Dalam perjalanannya, terjadi perang dimana orang Kalumpang dan orang Kulawi atau Kerajaan Kunyi’ datang menyerang dan membumihanguskan perkampungan di Hoyane, Pohoneang, Kalaha sampai ke Amballong. Sehingga masyarakatnya lari mengungsi dan meminta bantuan ke Tomakaka Ne’ Paewa di Beroppa’. Akhirnya Tomakaka Ne’ Paewa memimpin peperangan dan berhasil memenangkannya sehingga lahirlah nama Seko dan Tomakaka Ne’ Paewa yang mewakili To Beroppa’ (Seko Lemo) mendapat gelar Tanduk Matatana Seko.
Tomakaka Ne’ Paewa setelah menikah mempunyai dua orang putra, yaitu Ne’ Sissang dan Ne’ Bunga. Kemudian Ne’ Sissang mempunyai putra yang diberi nama Sissang, Paotonan (Ne’ Sidara), dan Ne’ Lottong.

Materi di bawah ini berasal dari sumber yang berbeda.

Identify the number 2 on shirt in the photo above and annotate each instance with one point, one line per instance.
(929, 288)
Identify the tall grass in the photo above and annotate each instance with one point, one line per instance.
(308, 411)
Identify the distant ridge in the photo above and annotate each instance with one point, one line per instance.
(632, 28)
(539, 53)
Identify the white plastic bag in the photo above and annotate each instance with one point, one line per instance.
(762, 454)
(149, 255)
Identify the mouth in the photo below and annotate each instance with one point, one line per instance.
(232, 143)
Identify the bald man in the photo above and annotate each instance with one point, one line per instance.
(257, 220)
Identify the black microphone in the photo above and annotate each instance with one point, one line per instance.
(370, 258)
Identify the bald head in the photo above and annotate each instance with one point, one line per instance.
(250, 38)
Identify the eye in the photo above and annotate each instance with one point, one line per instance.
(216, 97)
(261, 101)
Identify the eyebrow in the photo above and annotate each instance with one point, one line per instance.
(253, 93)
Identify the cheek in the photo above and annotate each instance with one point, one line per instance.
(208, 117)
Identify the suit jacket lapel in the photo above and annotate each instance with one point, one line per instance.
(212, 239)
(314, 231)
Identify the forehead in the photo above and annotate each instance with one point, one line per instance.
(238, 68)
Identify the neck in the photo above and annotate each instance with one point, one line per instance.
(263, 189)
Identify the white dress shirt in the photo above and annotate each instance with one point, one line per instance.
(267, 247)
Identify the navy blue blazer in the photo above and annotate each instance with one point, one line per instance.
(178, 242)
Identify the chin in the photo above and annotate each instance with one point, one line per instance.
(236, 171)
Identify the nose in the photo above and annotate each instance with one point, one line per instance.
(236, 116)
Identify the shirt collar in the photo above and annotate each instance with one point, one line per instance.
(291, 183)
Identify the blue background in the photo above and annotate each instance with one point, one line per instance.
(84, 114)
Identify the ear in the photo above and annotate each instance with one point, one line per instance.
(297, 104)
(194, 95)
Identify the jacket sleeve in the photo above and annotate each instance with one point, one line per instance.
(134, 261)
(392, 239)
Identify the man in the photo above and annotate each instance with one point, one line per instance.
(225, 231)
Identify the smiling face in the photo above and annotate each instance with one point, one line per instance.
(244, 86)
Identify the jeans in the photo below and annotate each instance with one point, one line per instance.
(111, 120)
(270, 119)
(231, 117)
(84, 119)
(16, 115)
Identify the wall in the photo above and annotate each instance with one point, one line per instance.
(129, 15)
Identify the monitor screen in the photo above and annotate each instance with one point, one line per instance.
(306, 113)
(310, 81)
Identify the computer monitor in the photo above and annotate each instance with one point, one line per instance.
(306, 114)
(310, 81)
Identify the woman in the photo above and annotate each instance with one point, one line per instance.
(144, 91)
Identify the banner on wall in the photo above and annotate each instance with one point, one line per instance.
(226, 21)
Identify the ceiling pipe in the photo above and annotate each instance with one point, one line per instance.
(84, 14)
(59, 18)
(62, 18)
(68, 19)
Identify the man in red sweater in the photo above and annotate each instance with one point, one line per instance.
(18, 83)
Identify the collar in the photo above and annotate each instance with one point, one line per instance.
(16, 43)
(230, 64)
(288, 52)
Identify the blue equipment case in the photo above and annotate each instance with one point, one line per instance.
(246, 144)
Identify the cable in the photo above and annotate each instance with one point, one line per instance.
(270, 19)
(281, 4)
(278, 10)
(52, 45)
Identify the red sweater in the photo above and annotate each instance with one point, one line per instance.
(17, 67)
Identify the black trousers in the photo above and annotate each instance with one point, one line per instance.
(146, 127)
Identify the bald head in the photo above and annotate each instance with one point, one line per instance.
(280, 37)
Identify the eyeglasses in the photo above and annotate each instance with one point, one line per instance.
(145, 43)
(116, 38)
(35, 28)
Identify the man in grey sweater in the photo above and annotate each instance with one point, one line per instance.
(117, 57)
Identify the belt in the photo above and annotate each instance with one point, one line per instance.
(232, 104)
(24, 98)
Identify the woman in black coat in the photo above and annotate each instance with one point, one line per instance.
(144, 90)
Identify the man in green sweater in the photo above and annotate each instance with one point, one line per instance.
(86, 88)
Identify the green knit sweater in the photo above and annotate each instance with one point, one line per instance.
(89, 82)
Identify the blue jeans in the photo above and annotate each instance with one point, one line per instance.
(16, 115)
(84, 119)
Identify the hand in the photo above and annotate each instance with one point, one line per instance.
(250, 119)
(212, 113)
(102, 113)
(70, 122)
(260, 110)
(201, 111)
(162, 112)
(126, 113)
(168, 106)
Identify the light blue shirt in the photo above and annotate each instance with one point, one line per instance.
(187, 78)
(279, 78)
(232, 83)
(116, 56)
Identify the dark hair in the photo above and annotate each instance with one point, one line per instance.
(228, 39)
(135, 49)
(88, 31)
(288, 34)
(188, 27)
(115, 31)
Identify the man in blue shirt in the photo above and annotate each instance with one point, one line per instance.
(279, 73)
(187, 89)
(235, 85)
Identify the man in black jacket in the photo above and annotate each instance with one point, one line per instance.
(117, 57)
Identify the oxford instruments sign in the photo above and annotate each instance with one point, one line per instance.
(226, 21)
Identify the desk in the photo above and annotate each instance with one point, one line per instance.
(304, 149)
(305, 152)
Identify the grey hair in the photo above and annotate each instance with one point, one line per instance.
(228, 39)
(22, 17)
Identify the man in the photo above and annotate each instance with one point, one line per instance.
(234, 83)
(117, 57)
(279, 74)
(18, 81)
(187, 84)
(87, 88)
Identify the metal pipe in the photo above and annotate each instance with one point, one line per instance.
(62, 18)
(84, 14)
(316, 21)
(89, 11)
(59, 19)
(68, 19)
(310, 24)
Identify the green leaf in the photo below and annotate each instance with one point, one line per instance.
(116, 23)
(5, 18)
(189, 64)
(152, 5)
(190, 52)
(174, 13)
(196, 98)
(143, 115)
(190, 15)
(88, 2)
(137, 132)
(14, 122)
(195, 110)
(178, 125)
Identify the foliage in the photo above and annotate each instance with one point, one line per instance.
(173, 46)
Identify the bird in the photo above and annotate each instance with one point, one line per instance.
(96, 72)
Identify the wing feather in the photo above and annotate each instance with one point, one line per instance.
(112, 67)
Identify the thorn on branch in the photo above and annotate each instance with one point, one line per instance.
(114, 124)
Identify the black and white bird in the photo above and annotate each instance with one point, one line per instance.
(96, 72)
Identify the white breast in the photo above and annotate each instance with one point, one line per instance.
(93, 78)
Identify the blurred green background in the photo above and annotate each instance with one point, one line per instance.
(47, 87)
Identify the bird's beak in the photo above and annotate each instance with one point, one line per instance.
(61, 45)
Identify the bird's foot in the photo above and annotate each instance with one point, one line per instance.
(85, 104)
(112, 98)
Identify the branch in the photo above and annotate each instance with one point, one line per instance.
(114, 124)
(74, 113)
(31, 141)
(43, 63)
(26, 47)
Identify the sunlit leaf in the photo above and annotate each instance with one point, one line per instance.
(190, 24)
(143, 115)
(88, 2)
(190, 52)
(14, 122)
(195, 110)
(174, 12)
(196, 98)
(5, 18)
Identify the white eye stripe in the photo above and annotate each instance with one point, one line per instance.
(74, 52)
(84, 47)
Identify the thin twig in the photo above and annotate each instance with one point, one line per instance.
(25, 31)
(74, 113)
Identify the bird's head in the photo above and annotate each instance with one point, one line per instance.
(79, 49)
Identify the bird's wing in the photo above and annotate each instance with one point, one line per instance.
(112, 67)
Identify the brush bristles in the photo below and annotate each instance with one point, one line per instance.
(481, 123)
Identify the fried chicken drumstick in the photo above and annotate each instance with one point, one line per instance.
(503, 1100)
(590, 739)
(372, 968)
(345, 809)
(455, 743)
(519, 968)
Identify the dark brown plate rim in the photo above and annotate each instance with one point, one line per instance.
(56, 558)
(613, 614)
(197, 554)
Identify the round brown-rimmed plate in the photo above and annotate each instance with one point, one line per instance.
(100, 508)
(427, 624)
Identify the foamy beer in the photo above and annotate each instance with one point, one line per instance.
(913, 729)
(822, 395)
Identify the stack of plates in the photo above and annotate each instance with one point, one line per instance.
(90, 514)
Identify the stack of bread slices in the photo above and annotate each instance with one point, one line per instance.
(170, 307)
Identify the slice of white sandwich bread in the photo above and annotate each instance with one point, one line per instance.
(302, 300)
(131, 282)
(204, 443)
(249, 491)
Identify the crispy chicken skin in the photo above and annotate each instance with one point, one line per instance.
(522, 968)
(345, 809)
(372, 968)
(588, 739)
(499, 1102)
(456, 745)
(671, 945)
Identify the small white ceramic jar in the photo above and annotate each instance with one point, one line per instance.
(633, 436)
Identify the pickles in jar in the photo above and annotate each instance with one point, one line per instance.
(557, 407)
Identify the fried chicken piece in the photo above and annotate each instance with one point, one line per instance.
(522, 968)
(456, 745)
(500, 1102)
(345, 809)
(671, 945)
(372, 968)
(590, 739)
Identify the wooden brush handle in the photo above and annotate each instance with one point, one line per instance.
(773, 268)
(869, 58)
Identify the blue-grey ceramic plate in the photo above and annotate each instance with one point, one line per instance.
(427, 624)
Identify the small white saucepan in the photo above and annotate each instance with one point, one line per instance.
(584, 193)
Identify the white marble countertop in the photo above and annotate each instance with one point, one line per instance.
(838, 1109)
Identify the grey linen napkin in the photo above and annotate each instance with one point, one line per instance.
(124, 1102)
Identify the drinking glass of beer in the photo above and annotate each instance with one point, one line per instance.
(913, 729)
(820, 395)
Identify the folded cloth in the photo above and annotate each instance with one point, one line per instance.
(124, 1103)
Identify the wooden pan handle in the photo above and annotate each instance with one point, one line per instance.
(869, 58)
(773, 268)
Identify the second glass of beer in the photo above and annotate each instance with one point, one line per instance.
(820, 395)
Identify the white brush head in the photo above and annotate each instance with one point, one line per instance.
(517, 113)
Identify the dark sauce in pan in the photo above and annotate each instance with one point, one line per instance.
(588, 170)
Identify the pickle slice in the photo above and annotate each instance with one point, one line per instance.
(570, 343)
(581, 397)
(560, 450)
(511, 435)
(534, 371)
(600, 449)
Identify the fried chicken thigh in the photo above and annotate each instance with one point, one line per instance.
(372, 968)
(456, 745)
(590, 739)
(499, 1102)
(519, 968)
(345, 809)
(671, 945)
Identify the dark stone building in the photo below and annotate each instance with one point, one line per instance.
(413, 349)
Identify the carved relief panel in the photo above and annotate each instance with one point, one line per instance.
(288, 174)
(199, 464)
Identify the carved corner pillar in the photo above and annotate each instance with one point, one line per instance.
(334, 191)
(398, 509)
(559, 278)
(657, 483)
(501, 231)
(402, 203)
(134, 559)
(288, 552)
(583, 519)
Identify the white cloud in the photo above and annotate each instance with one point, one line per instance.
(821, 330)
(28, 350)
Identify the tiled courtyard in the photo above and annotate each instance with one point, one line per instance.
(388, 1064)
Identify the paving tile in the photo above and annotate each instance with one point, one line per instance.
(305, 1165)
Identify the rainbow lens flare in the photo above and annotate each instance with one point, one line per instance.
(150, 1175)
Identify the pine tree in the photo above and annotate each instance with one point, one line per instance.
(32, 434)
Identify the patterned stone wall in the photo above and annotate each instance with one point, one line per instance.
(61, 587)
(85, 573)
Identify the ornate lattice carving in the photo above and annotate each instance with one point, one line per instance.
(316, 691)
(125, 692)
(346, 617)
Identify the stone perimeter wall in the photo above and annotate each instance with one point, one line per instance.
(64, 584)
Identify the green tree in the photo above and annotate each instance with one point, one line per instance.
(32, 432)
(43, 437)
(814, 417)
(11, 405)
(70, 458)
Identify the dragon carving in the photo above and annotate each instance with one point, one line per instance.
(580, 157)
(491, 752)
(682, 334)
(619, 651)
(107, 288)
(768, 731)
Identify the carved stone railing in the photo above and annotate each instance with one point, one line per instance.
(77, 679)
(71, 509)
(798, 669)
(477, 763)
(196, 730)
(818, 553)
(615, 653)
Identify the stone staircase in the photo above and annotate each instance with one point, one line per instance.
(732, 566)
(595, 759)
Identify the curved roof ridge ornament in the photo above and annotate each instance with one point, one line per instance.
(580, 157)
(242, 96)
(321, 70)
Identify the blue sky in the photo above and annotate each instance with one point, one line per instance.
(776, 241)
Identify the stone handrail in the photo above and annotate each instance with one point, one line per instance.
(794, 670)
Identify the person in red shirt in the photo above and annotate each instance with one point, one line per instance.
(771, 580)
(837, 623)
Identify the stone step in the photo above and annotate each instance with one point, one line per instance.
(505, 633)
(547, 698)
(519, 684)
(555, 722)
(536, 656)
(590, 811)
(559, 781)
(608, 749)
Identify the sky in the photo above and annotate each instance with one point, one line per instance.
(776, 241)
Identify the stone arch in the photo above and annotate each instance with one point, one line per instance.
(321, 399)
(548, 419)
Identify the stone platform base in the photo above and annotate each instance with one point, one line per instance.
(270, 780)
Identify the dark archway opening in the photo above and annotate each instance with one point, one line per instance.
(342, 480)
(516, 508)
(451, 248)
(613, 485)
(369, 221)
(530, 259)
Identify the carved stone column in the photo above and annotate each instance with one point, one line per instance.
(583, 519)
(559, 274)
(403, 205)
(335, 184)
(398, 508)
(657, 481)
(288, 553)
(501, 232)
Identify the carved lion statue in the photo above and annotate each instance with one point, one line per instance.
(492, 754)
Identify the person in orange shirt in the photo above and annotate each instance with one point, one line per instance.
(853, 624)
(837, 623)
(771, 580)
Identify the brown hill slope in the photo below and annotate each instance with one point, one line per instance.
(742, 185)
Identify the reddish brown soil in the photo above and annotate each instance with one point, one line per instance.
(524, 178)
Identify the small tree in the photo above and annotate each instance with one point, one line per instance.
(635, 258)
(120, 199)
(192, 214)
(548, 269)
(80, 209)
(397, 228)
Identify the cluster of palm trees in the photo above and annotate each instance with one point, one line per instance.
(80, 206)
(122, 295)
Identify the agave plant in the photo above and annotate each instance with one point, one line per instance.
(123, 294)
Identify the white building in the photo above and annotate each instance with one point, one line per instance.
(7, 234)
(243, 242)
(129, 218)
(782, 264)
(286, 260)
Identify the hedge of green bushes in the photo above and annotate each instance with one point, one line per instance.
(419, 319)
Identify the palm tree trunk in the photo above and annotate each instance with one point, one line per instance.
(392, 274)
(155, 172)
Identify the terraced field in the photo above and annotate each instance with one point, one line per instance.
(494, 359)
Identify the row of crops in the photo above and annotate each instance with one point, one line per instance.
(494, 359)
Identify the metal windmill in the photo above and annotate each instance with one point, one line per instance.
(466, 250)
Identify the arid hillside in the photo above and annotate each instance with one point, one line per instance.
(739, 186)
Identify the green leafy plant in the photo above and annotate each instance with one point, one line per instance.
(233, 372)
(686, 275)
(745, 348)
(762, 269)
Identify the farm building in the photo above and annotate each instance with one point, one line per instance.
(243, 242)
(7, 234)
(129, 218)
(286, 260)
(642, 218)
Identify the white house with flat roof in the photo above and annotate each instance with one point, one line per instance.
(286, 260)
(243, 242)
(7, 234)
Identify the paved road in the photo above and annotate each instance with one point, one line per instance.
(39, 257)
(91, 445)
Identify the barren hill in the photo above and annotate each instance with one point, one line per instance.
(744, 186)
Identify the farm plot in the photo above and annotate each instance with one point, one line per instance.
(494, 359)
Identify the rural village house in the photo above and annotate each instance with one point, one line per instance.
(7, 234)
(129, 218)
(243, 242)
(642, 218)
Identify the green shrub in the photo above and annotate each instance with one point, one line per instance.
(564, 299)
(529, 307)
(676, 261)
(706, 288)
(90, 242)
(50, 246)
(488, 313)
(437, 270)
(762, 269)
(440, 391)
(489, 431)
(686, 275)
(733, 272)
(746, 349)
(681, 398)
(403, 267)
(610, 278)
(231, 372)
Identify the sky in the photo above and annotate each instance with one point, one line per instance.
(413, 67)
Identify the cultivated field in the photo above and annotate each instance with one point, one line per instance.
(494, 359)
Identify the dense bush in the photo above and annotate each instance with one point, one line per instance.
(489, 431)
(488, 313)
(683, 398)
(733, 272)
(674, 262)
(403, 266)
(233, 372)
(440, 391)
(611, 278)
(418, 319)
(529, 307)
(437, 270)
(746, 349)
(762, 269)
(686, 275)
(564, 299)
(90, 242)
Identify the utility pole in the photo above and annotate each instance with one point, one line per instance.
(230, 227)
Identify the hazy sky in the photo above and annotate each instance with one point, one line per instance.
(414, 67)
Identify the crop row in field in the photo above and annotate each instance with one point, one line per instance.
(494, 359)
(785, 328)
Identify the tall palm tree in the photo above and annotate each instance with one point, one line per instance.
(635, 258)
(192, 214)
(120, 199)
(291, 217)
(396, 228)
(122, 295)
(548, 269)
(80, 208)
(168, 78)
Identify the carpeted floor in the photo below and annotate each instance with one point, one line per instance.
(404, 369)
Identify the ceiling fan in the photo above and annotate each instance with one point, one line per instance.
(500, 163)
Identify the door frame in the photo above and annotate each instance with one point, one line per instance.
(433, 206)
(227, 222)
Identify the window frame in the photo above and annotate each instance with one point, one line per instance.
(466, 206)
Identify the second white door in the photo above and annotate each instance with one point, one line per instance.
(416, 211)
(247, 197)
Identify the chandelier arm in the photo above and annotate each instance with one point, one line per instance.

Paotonan (Ne’ Sidara) kemudian dikukuhkan menjadi Tomakaka Beroppa’. dan setelah Tomakaka Paotonan menikah yang pertama dengan perempuan bernama Ma’tan, memiliki keturunan antara lain : Kalosi Patty Ganna’, Kampusu, Matangke dan Kadavang.
Kemudian Tomakaka Paotonan menikah lagi dengan perempuan dari Lemo Tua yang bernama Siru’ atau Indo Lumisu, memiliki keturunan antara lain : Tibian, Mauna’ (Indo Arrena), Akkena, Menjilak Pasombo dan Paujung.
Akhirnya Kalosi Patty Ganna’ dikukuhkan menjadi Tomakaka Beroppa’. Setelah menikah dengan perempuan dari Kalaha (Anak Tobara Makara’) yang bernama Soena, kemudian mempunyai keturunan antara lain: Tandi Patty Ganna, Balundu’ Patty Ganna, Samben Patty Ganna, dan perempuan Ka’du’ Patty Ganna. Dari keempat putra-putri Tomakaka Kalosi Patty Ganna, salah seorang tidak mempunyai keturunan (Tamanang), yaitu Tandi Patty Ganna.
Kemudian Balundu Patty Ganna menikah, yang pertama dengan seorang        
perempuan yang disapa Indo’ Se’se, memiliki keturunan antara lain : 
Se’se   dan Lose. 
Se’se kemudian menikah yang pertama dengan seorang perempuan bernama Lu’pik dan memiliki turunan bernama Indo’ Ampalla’ (Indo Nesi); menikah kedua dengan seorang perempuan …………, memiliki keturunan bernama Manuvu’ (Ambe’ Sipantun); menikah ketiga dengan seorang perempuan …………, memiliki keturunan bernama Kura (Indo’ Marata); menikah keempat dengan seorang perempuan …………, memiliki keturunan seorang perempuan bernama Sandamaiiri’; dan menikah kelima dengan seorang perempuan dari Manganan (Pa’riva Sangka) dari Rongkong, memiliki keturunan bernama Daso’ Patty Ganna. Kemudian Daso Patty Ganna menikah dengan seorang perempuan, anak dari Pongngarong Arrena, bernama Marya Sune’ Sandamaiiri’, memiliki keturunan antara lain : Made Daso’ Tandi Paewa, Yusuf Daso’ Tandi Paewa, Mathias Tandi Paewa, Barnabas Daso’ Tandi Paewa, perempuan Adilfina Daso’ Tandi Paewa, perempuan Ruth Daso’ Tandi Paewa, dan Mathius Daso’ Tandi Paewa.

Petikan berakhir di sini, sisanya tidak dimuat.